The number of btu per cubic foot varies with the quality of the gas going into the local gas grid, but typically it's pretty close 1 therm/ccf. Pure methane is considerably below that, the national average is between 1.02 & 1.03 therms/ccf. If your gas supplier is delivering 0.999661 therms/ccf it's somewhat below the national average, but still way higher than pure methane. Given the accuracy of your calculation it's pointless to take it to even three signficant digits. The granularity degrees of HDD isn't that precise, you probably didn't read the meter at exactly midnight either, and your house probably isn't at the airport right next to their weather monitoring instruments (or is it?). You might as well call it 100,000BTU/ccf.
And yes, there are a few steps missing. The number you are probably looking for is in units of BTU per hour, but at the 99% outside design temp, not some random late-fall daily average temp. The information you get to start with is in unit of therms (or ccf) per degree-day, and "degree" being defined the binned hourly mean temperature below a presumptive base heating/cooling balance temp of 65F (which will be close, for most houses.)
The way to get from therms/HDD to BTU/hr at the 99% outside design temp goes something like this:
30 therms/178HDD works out to ~16,854 BTU per HDD.
Assuming you're burning gas in a condensing boiler with output temps at or under 125F you'd be getting about 95% efficiency out of it, so the heat going into your house (as opposed to out the exhaust venting) is 0.95 x 16,854= ~16,000 BTU/HDD.
With 24 hours in a day, per degree-
hour that's 16,000/24= 667 BTU/ degree hour.
In Roanoke the 99% outside design temp is +17F. Heating degree-days are measured at a presumed heating/cooling balance point of 65F, so your heating-degrees are 65F-17F= 48F.
That implies your heat load at the 99% outside design temp is 667 BTU/degree-hr x 48F degrees= 32,000 BTU/hr, give or take.
If your radiation square-feet equivalent is 580 sq.ft., at the 99% outside design condition that's 32,000/580= ~ 55 BTU per square foot. Taking a peek at
the graph on page 2 of this simple guide, it cross the 55 BTU/ft line at about 122F
average water temp.
If your system radiation water is pumping at a rate that delivers a 20F delta-T at about those temps, you would need 132F output, and be getting a 112F return. If it's more like a 10F delta you'd be looking at ~127F out, ~117F return.
Since you probably used some gas for hot water etc (or did you not bathe or wash dishes/clothes that week?
), start out setting up the curve for 125F output @ +17F and see if it still keeps up when it gets really cold out. If you go through a night where it drops to the low 20s and it doesn't lose ground, back it off to 120F out @ +17F. If it doesn't quite keep up when the temps are in the low 20s bump it up to 130F @ +17F. But that's going to be about the right range, if you measured up the radiators correctly.

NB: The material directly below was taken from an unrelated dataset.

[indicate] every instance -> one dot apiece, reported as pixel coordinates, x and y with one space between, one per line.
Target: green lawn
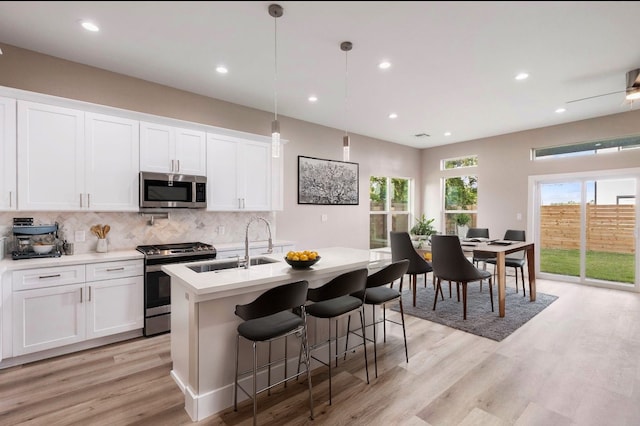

There are some other factors that will skew it- a 40 mph wind on a cold winter night would increase the heat load enough to matter, and if your fuel use measurement week was calm & sunny, and the house has a lot of south facing window and high-R values (not likely, given the ~32K estimated heat load) the passive gains might be enough to more than offset your domestic hot water gas use or even a good fraction of your space heating use. But the calculation is good enough to get you to a reasonable starting point for tweaking the outdoor reset curve.